• RMB QFII Pilot Scheme Is Finally Launched In China
  • January 5, 2012
  • Law Firm: Norton Rose Canada LLP - Montreal Office
  • On 16th December 2011, the long-awaited RMB QFII (RQFII) scheme was officially kicked off by a pilot program following the promulgation of the Measures in respect of Domestic Investment by RMB Qualified Financial Institutional Investors of Fund Management Companies and Securities Companies jointly by the China Securities Regulatory Commission (CSRC), the People’s Bank of China (PBOC) and the State Administration of Foreign Exchange (SAFE) (the RQFII Measures). Pursuant to the RQFII Measures, RMB funds raised in the HK market may be invested in the PRC mainland securities market through the HK subsidiaries of PRC fund management companies and securities companies.
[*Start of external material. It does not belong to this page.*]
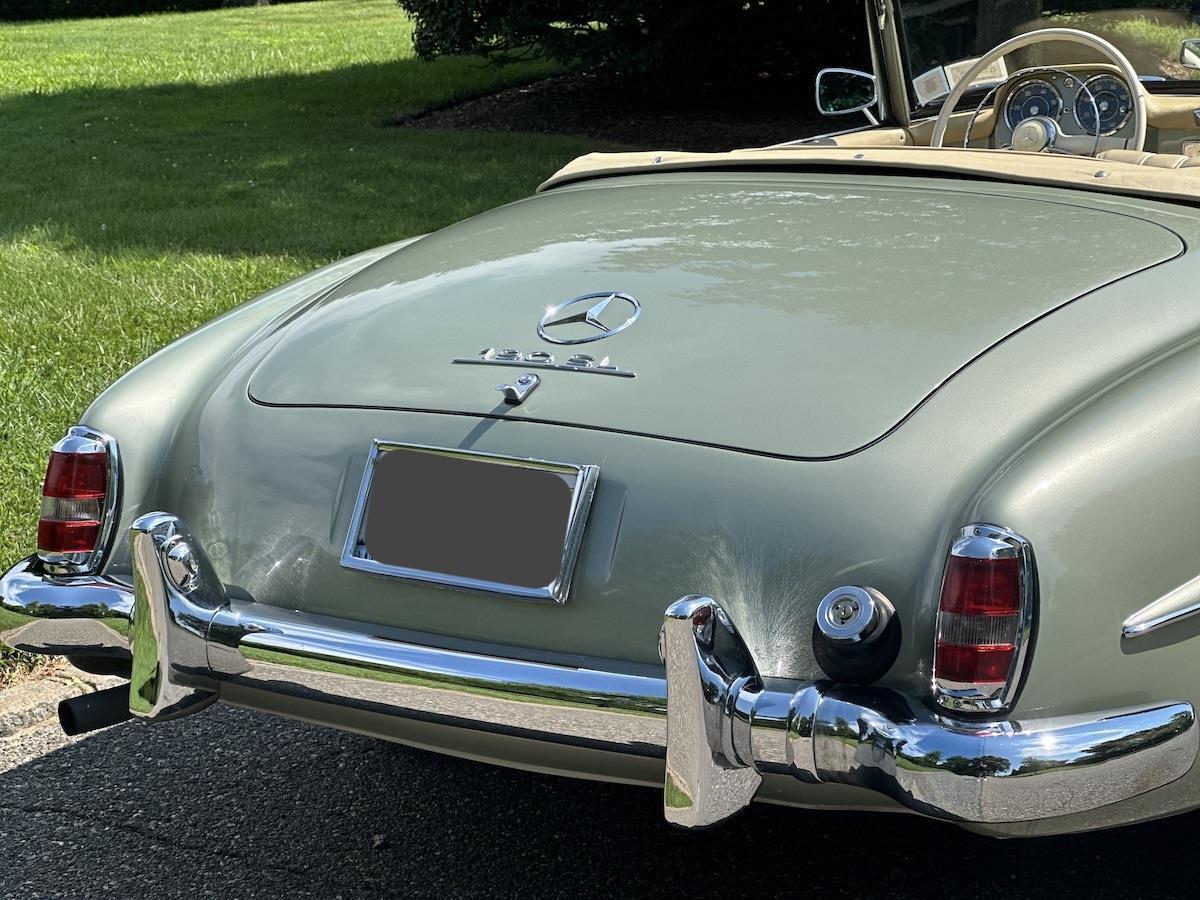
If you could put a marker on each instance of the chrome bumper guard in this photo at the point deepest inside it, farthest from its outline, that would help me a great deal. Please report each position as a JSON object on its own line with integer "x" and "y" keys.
{"x": 720, "y": 726}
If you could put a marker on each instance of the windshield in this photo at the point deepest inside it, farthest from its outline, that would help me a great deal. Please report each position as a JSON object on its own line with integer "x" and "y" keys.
{"x": 943, "y": 37}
    We summarise below some of the requirements set out in the RQFII Measures:

    • The RQFII Measures make it very clear that only HK subsidiaries of PRC mainland fund management companies and securities companies will be permitted to apply for the RMB QFII qualification. An application will only be possible upon satisfaction of various requirements, inter alia, the HK subsidiary must be licensed to conduct asset management business in HK and the onshore parent company must also have obtained its securities management qualification for mainland China. Both the HK subsidiary and the onshore parent need to have been operating in compliance with all applicable regulations and must not have received any severe disciplinary penalties from the relevant regulators in the last three years.
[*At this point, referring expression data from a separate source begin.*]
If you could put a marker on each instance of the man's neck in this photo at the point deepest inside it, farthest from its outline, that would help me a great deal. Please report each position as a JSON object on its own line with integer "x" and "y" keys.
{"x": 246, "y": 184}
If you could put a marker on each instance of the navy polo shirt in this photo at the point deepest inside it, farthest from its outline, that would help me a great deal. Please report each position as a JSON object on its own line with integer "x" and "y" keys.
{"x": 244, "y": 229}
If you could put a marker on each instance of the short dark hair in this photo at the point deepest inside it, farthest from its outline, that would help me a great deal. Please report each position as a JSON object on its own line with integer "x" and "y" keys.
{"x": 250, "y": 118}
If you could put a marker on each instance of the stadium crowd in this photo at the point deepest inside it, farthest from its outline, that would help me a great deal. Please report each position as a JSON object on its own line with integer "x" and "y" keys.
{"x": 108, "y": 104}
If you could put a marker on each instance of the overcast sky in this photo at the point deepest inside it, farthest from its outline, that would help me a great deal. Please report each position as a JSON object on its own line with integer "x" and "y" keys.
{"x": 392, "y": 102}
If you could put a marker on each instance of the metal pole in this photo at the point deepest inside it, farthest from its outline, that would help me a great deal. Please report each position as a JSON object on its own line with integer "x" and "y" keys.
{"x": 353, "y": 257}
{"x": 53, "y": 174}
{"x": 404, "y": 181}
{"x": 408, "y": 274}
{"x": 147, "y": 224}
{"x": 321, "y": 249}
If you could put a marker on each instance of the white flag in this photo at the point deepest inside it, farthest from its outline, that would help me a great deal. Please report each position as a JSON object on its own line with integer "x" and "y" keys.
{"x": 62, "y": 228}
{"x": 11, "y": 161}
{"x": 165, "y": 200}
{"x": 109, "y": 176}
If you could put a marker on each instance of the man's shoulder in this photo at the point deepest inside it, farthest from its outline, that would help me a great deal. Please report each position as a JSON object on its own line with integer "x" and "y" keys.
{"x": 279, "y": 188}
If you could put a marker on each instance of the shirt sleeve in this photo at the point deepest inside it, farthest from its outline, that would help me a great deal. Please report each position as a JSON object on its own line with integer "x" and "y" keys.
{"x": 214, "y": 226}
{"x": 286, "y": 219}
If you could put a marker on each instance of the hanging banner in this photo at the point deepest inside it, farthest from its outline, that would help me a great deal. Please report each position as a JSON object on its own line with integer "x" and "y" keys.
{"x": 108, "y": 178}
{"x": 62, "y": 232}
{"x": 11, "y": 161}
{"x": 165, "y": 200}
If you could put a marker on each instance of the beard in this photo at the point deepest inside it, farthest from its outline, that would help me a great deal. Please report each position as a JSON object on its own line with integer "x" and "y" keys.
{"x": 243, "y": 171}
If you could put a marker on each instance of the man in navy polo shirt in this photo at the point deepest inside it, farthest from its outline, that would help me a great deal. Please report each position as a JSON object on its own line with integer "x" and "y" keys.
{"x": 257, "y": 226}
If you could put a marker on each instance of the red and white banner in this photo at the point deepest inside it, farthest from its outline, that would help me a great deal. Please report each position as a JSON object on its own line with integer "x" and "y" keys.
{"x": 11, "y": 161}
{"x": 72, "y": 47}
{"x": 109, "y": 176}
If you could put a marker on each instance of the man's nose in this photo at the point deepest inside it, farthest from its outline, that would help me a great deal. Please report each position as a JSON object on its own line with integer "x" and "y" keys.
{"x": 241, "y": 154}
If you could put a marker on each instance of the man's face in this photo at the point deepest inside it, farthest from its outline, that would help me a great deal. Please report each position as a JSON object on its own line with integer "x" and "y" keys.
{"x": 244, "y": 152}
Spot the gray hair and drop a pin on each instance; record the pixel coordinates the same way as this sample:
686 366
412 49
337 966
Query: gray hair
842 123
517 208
    • The basic regulatory structure applicable to the RQFII is not dissimilar to the existing rules governing QFII in general. The RQFII qualification is subject to the approval of CSRC and the extent of the onshore investment operations of the RQFII must be within a quota approved by SAFE. PBOC will take charge of supervising the RMB accounts opened by RQFIIs for their onshore operations.
    • CSRC will, within 60 days of receipt of all required application documents, decide whether or not approval will be granted as regards a RQFII qualification. The review period of SAFE in respect of the quota approval is also 60 days from submission of all required application documents.
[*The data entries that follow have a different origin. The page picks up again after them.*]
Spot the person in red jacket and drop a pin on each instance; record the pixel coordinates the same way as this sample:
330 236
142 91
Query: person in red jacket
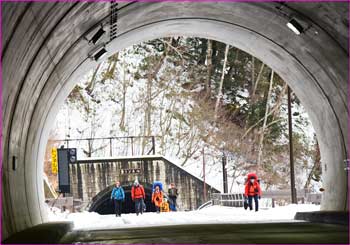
138 195
157 198
252 190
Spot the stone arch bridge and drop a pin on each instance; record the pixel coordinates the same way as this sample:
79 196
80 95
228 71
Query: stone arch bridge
92 181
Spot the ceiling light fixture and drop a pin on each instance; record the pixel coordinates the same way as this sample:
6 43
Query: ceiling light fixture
100 54
294 25
97 36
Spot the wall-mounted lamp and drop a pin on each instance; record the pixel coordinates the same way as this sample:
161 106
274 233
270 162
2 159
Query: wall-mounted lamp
97 36
295 26
99 54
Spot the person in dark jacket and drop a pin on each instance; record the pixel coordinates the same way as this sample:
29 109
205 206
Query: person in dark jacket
252 191
157 198
118 197
172 194
138 196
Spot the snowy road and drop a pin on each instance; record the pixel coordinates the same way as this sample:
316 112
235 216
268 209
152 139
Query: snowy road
210 215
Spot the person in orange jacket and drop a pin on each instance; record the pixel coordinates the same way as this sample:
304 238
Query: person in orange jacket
138 196
157 198
252 190
164 207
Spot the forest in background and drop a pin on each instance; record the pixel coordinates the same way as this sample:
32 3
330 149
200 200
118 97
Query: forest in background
201 99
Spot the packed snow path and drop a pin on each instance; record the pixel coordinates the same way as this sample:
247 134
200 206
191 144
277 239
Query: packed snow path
210 215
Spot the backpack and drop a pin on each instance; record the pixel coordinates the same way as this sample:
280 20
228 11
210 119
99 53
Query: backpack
157 183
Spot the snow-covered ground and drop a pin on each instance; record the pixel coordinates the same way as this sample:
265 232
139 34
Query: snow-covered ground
209 215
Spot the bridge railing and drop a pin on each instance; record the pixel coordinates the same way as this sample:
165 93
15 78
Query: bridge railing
269 198
112 146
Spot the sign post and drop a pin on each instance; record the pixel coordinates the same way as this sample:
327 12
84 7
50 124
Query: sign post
54 163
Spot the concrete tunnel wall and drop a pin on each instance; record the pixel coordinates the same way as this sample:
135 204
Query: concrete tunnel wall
45 53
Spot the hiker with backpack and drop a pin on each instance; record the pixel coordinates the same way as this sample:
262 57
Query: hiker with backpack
172 194
157 195
138 196
118 197
157 198
252 191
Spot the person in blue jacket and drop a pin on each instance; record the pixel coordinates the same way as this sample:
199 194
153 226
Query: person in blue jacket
118 197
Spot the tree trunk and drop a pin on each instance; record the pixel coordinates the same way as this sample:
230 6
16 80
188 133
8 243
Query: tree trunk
261 144
209 67
122 117
220 94
257 82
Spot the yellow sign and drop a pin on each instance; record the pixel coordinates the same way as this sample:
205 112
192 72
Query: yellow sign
54 164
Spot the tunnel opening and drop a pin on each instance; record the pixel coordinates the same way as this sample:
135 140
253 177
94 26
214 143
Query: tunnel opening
102 203
26 135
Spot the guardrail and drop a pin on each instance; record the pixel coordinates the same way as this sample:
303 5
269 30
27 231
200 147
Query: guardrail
237 199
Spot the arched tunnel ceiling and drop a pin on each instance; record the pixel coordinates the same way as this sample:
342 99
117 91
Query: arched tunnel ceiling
45 52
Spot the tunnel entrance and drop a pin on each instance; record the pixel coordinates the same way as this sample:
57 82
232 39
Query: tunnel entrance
102 203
    • RQFIIs may invest in certain types of onshore RMB financial instruments, though the types of instruments and the proportion of their capital that they can invest in such products are subject to the approval of CSRC and PBOC. An RQFII’s investment in the interbank market must be conducted in accordance with PBOC regulations. For investment in the securities market, RQFIIs must comply with the existing PRC rules concerning shareholding ratios and information disclosure.
    • A custodian bank must be appointed by a RQFII to play the role of account manager of the RQFII and to provide a supervisory window for PRC regulators.
    • RQFIIs can remit principal capital and investment proceeds in RMB or foreign currency back to HK.
    • The HK subsidiaries which have been granted the RQFII status must report to CSRC, PBOC and SAFE within five working days of the occurrence of various matters including, e.g. (i) change of the custodian bank of the RQFII, (ii) change of the chief responsible personnel; (iii) change of the shareholding structure or registered capital, (iv) merger with other entities, or (v) being involved in significant litigation proceedings or being subject to serious penalties offshore.

    The RQFII scheme opens another channel for offshore RMB funds to flow back to China and represents another positive step forward towards the internationalisation of the RMB.